Two vertices are considered equal (within a single rendering command) if the vertex's index and instance count are the same (gl_VertexID and gl_InstanceID in the shader). Since vertices for non-indexed rendering are always increasing, it is not possible to use the post transform cache with non-indexed rendering.
If the vertex is in the post transform cache, then that vertex data is not necessarily even read from the input vertex arrays again. The process skips the read and vertex shader execution steps, and simply adds another copy of that vertex's post-transform data to the output stream.
As with any memory buffer, there is a maximum size to the post transform cache. In the early days of post transform caches, when they used fixed-function pipelines and not generic vertex attributes, the size of the cache was measured in the number of vertices it could store.
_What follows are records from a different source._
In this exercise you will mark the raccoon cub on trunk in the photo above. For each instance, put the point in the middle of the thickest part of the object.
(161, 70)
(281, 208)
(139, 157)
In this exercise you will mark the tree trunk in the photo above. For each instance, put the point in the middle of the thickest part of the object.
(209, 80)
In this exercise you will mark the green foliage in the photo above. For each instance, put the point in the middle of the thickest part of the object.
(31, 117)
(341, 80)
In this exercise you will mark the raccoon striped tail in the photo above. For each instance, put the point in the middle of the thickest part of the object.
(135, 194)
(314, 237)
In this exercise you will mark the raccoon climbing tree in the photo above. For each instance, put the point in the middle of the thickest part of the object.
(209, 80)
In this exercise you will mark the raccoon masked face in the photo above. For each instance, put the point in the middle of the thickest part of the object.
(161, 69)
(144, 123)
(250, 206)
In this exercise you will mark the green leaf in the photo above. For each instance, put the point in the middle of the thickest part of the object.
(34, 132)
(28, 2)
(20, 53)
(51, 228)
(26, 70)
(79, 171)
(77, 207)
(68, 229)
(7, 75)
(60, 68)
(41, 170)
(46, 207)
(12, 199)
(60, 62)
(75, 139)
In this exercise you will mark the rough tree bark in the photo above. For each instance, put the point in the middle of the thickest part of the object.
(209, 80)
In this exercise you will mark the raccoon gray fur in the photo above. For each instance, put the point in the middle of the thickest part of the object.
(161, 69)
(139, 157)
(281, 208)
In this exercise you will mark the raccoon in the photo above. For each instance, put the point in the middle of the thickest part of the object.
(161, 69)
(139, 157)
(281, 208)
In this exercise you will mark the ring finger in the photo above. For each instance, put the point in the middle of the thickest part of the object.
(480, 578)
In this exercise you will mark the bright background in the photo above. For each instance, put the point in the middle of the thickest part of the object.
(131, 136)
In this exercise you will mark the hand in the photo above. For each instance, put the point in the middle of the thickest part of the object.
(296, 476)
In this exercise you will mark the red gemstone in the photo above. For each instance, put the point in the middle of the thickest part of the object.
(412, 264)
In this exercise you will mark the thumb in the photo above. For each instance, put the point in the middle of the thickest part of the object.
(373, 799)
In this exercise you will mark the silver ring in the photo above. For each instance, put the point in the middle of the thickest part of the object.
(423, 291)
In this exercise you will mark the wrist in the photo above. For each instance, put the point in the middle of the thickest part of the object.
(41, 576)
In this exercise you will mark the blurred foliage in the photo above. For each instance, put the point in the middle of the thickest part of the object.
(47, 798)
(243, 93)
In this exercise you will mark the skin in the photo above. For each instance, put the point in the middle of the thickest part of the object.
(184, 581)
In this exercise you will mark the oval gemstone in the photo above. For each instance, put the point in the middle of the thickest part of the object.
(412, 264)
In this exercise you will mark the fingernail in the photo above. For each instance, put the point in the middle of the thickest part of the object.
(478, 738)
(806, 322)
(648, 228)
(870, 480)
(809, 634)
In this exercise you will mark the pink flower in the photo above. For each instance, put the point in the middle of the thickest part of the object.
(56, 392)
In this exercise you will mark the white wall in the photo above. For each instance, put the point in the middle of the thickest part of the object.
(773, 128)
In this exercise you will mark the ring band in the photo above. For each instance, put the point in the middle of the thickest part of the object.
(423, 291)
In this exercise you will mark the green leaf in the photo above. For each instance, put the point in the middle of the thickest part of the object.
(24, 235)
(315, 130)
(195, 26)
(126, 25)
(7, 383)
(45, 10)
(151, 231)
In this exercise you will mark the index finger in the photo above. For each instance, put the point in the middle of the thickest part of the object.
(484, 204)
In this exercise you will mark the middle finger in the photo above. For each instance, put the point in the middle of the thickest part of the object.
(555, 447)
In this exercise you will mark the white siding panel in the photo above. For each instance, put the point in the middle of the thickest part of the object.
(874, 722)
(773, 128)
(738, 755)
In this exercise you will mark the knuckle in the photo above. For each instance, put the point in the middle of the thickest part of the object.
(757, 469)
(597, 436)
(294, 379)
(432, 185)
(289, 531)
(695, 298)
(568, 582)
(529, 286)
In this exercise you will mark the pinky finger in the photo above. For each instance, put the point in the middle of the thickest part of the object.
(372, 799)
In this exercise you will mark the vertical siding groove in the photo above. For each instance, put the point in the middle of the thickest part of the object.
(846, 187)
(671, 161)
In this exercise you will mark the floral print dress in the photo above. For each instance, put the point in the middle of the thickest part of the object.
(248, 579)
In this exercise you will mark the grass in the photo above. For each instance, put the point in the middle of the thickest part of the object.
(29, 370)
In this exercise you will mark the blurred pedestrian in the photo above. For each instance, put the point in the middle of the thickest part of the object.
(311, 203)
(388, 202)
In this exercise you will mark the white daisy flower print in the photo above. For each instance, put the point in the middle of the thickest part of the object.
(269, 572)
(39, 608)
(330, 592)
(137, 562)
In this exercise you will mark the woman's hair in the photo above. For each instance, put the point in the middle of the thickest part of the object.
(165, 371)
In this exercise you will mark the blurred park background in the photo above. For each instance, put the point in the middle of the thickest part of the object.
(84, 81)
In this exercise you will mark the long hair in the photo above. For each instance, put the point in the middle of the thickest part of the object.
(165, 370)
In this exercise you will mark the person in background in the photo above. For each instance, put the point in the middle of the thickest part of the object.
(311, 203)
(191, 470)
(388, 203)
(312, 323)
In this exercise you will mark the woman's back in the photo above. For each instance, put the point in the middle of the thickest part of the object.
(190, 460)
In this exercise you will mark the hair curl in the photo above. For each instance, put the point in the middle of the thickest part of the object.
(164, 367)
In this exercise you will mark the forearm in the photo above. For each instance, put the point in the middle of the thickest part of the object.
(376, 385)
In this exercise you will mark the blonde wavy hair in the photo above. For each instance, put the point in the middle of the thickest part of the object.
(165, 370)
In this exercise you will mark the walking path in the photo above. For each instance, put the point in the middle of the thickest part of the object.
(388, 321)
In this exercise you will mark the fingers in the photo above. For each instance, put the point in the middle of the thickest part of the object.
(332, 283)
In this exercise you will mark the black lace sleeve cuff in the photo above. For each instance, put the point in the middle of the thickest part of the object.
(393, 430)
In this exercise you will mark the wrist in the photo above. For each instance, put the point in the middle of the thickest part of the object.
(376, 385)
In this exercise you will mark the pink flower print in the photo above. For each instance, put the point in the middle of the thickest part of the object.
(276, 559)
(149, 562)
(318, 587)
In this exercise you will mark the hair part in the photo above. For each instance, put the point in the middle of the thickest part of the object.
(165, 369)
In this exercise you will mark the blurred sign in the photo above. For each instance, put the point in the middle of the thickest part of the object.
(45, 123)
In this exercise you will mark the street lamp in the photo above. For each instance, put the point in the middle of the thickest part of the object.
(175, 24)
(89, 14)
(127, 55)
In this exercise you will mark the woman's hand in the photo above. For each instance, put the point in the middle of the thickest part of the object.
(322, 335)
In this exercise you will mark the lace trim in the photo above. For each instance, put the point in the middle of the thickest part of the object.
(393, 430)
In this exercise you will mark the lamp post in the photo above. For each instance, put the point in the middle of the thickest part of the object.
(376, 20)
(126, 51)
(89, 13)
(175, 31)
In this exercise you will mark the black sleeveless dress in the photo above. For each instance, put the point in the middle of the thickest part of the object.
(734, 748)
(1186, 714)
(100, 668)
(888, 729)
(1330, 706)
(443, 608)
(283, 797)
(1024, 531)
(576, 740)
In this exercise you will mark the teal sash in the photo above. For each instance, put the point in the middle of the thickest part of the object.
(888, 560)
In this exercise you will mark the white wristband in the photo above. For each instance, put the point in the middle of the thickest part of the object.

In current days, since the format of a vertex is generic and variable, the caches are more traditional memory buffers. Thus the number of vertices that can be stored in the post transform cache nowadays depends on how many outputs you write from your vertex shader.
Even so, you can expect vertex shader-based hardware to allow for a fairly large number of vertices, on the order of 20+ at least.
The size of the post transform cache can have an effect on how you optimize your triangles. If you optimize your mesh for a large number of vertices in the cache, this mesh may get poor caching behavior if the cache cannot contain as many vertices. However, some mesh optimization algorithms can work without regard to the cache size.
Using the cache
As long as you do indexed vertex rendering, you will have some chance of using it. However, there are ways to optimize the order that vertices are submitted, to maximize the number of cache hits when rendering a mesh.
This algorithm, developed by Tom Forsyth is a more modern algorithm. Unlike NVTriStrip, it creates an ordered triangle list (GL_TRIANGLES), not a strip. Thus, the index data may be larger than for a triangle strip.
Unlike most other algorithms, it does not care about the size of the cache. It is generally useful, able to get quite good performance in both small and large cache situations for most arbitrary meshes.
Details can be found here.
A regular grid is, topologically, a regular grid of vertices with triangles between adjacent vertices. Note that this is only topologically speaking; the actual positions of the vertices can be anywhere. So a landscape could be a regular grid.
Optimizing a regular grid for a vertex cache is somewhat easier than for a regular mesh. Details for an algorithm to do this are found here. This algorithm beats Forsyth, but is far less general, as it only works for regular grids.
Hugues Hoppe proposed a local optimization algorithm that improves on the 'greedy triangle-strip' algorithm. An implementation of this algorithm was shipped in the Direct3D 9 Utility library (D3DX9) for mesh optimization.
The original paper can be found here.
DirectXMesh is an open-source implementation of the original D3DX9 algorithm, but does not interact with graphics hardware in any way so can be used for content for any graphics API.
This is a small library that NVIDIA developed quite a while ago. It takes a list of triangles to define the topology (just the indices of the vertex) and returns either a large triangle strip or a set of triangle strips. Even though it is an NVIDIA library, it can work just fine for non-NVIDIA hardware, as the functions take a parameter specifying the size of the post transform cache (in number of vertices). It does not interact with OpenGL or the graphics hardware in any way.
The library does have some problems. It cannot handle a set of triangles where more than 2 triangles share the same edge.